Un rapport rédigé au sujet de COVIDSafe, l’application de traçage numérique australienne, révèle une collecte indue des données de l’application. Sans preuve à ce jour d’une quelconque utilisation de ces informations.

Une ou plusieurs des principales agences australiennes de renseignement et de sécurité ont collecté « accidentellement » des données liées à l’application de traçage numérique australienne COVIDSafe, au cours de ses six premiers mois de fonctionnement.

L’application, à la manière de TousAntiCovid en France, a été conçue pour notifier ses utilisateurs d’une potentielle contamination au Covid-19. Elle s’en remet au Bluetooth des smartphones pour repérer les cas déclarés comme positifs aux alentours.

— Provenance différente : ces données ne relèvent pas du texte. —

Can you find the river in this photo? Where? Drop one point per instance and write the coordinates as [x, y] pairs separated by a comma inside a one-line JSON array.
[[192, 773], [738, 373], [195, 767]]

Un rapport remis ce 16 novembre par l’Inspection générale du renseignement et de la sécurité (IGIS) australienne souligne une collecte indue de données de l’application vers les renseignements australiens, sans préciser laquelle des six agences relevant de sa juridiction avait accidentellement recueilli ces données.

Ni déchiffrées, ni divulguées

Aucune preuve d’un déchiffrement ou d’une utilisation non conforme de ces données n’a néanmoins été apportée à ce jour, note le rapport. Le compte-rendu souligne que les agences impliquées prennent actuellement « des mesures actives pour minimiser les risques » d’une telle collecte de données, pour faire en sorte qu’elles ne soient « pas accessibles, utilisées ou divulgées ».

En vertu de la loi sur la protection de la vie privée en vigueur en Australie, les agences amenées à collecter accidentellement des données d’application COVIDSafe sont tenues de les supprimer « dès que possible ». Des mesures ont également été prises en ce sens. Et l’IGS prévoit de vérifier de manière indépendante qu’une telle suppression a bien eu lieu.

La collecte, l’utilisation et la divulgation de données liées à COVIDSafe, à d’autres fins que celle de la recherche de contacts, sont punies de peines allant jusqu’à cinq ans de prison. L’application, très populaire dans le pays, a été téléchargée plus de six millions de fois depuis son lancement. L’Australie compte 25 millions d’habitants.